WAVES tokens are required for all operations on the Waves platform, those these are used ‘under the hood’ and so this does not impact the user experience. Demand for these tokens fuels their value for investors. Those who secure the network also receive rewards from transaction fees.
If you had a magic wand, what one thing would you change in the banking and/or FinTech sector?
The banking sector is based on dated technology and values, and is full of frictions and inefficiencies. Blockchain technology offers solutions to many of these problems, as well as holding out a more democratic and just approach to money creation and deployment.
What is your message for the larger players in the Finance industry?
We very much welcome partnerships from the finance industry.

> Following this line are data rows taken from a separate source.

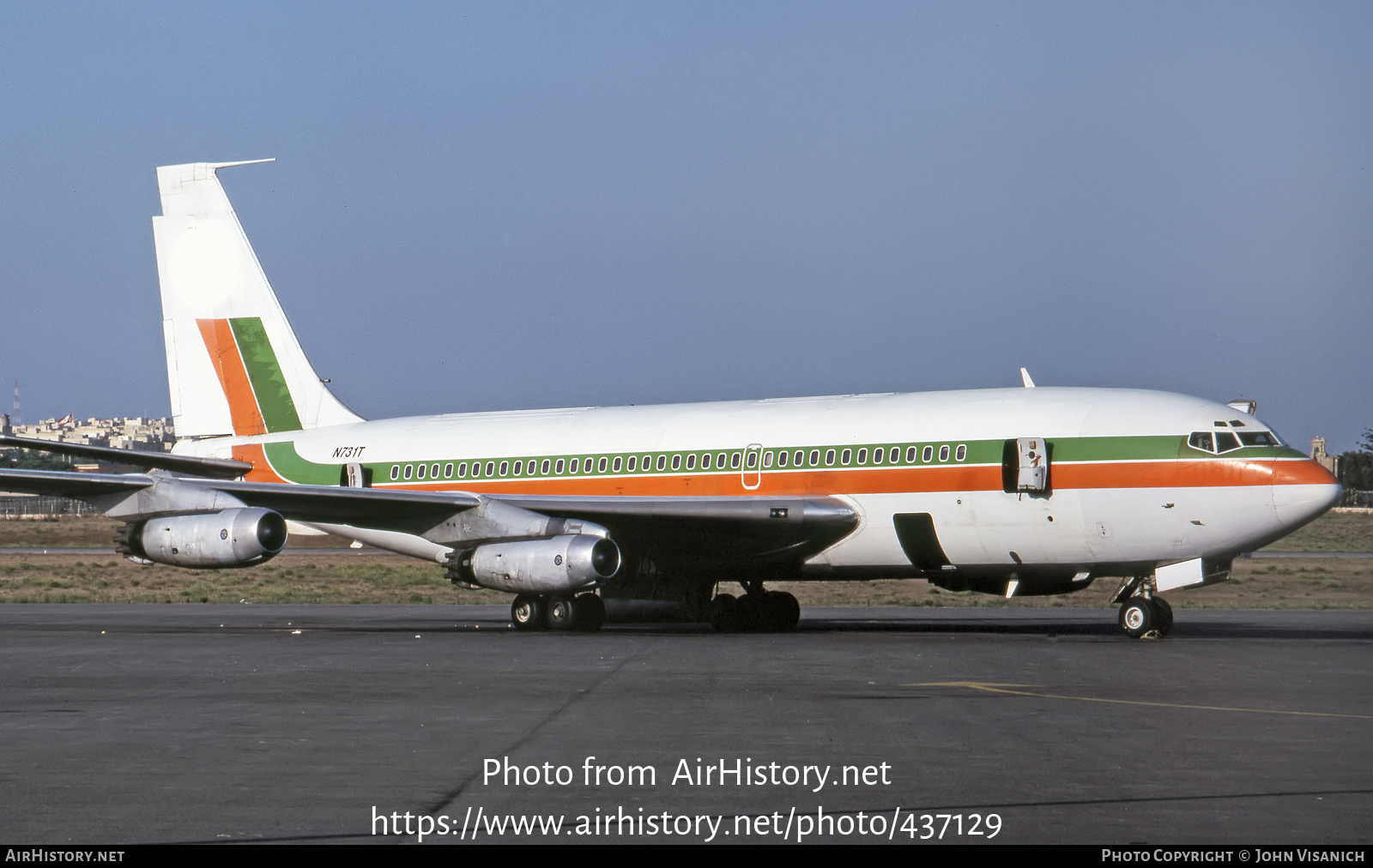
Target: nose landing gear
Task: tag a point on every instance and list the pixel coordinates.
(757, 612)
(1143, 612)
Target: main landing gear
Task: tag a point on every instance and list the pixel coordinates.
(1146, 614)
(558, 612)
(757, 612)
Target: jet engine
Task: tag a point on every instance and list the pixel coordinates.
(551, 564)
(230, 539)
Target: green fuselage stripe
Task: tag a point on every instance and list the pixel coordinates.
(290, 466)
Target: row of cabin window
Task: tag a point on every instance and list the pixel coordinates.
(632, 465)
(879, 456)
(420, 472)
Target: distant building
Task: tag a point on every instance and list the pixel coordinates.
(1322, 458)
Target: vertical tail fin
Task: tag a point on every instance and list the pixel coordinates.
(233, 363)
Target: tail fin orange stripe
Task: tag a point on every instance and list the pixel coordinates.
(233, 377)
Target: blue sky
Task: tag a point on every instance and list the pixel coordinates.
(482, 206)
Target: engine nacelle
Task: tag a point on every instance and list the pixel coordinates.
(210, 540)
(539, 566)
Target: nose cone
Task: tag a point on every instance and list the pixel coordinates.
(1306, 500)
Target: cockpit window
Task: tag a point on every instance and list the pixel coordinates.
(1203, 441)
(1225, 441)
(1219, 443)
(1258, 438)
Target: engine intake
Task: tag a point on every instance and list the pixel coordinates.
(210, 540)
(537, 566)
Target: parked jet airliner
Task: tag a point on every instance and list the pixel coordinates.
(1013, 492)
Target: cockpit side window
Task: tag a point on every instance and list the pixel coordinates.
(1258, 438)
(1203, 441)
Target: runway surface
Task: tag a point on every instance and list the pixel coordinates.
(127, 724)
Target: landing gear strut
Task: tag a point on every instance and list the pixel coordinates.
(1143, 612)
(757, 612)
(535, 612)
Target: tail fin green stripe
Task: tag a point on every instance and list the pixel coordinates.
(265, 374)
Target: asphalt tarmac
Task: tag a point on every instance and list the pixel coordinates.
(141, 724)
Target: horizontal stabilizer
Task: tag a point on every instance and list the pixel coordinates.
(219, 468)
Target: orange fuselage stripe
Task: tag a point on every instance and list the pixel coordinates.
(233, 377)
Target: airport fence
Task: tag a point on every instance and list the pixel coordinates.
(40, 506)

New technologies are inherently disruptive of old models of business, but those who explore and adopt them at an early stage have the most to gain. We don’t expect blockchain systems to replace the banking sector by any means, only to change the way it works.
What phone are you carrying and why?
Android smartphones – they’re easiest to adapt our application to and are based on open source software.
Where do you get your industry news from?
TechCrunch, CoinDesk, FT
Can you list 4 people you rate from the FinTech sector that we should be following on Twitter?
John Rampton, @johnrampton
Chris Skinner, @chris_skinner
Marc Andreessen, @pmarca
Elon Musk, @elonmusk
Can you suggest the name of an Angel Investor or VC that might be interested in being profiled?
What’s the best FinTech product or service you’ve seen recently?
We try to create it.
Finally, let’s talk predictions. What trends do you think are going to define the next few years in the FinTech sector?
Blockchain adoption, absolutely. This will power the creation and adoption of private (company) money in various forms, particularly in specific sectors such as music, gaming, loyalty and remissions. Platforms that make available the custom token functionality that these applications need will see greatest adoption. More complex functionality like smart contracts is still some years away from mass-market application. Overall, we will see greater decentralisation of what we consider money/value, and a growth in the sharing economy – Uber and the crowdfunding movement being two clear examples of this.